Reading with Trish
My very much older sister was a little miffed at the last entry here. I had waxed on about my love for reading and my hopes that Jack, too, will find friends and adventures in the pages of books.
“What about the one who taught you to read???,” wondered my, again, much older sister.
When we were small– or at least I was small– Trisha was a miniature adult upon entry into the world. I don’t remember ever thinking that she was a child. It’s still disconcerting to see photographs of her before my memory kicks in– who is that tiny childlike person? By the time I came along she was a kindergarden aged little woman. So when I was small we used to play in our basement. Our house was very simple– a bedroom for Mom & Dad and one for each of us, one bathroom, one living room, one rarely used dining room, a kitchen, a breakfast nook, and a basement. There was an enclosed front porch but it was usually too cold or too hot. (My fascination with guest rooms and spare rooms comes directly from not having one as a kid.)

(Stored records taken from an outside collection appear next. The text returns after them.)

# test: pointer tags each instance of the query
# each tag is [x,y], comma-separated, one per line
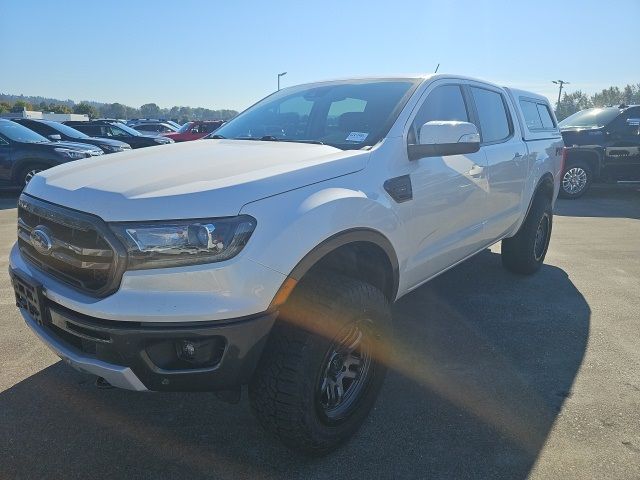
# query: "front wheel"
[524,252]
[576,179]
[324,363]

In the basement my Dad set up a full sized blackboard (Dad was regulation about basketball courts and office supplies.) complete with a railing for erasers and chalk. We had a tiny little folding table and chairs set that was perfect for use as a make shift classroom. My sister sat me, Whopper King doll, Rufus the lion, my baby doll, and assorted other students in rows. Prim Mrs. Beasley got the best seat. The rest of us weren’t allowed to touch Mrs. Beasley. She was probably in her own reading group. (A few years ago my sister wondered what it was Mrs. Beasley used to say when you pulled her string. She couldn’t remember. I was of no help– I think I blocked out whatever it was in some kind of self preserving post traumatic stress incident. Trish was relying on my usually good memory for detail. What she forgot was that I wasn’t allowed to play with Mrs. Beasley. Maybe if I had been I would have remembered?) Trish would stand at the blackboard (actually it was green) and teach us what she was learning in school.
We played in this way until her world expanded into other friends and activities. By the time I was nearing kindergarten she’d mostly left the basement classroom behind. Occasionally she’d still venture down to play but more likely it was to get a boardgame for she and Priscilla or Liz or later Carrie, Joy, Debbie… Even Mrs. Beasley opted out of our little school. I don’t know where she went. Probably private school.
Still. At night– when the school friends were in their own homes and the basement became creepy with shadows and strange noises, I’d crawl into her bed or she into mine and she’d read to me. Forever the scariest voices will be Aunts Spiker and Sponge– and none quite as smoothly serene as Miss Spider. We tromped through the Metropolitan Museum of Art with Claudia and James and went to the fair with Charlotte and Wilbur.
She filled my head with words and stories that she knew– not the baby words and sing song stories that my teachers thought we should know.
I think, every since, I’ve tried to find the words that would please her in turn. And that’s about the one that taught me to read– and most importantly– to want to read.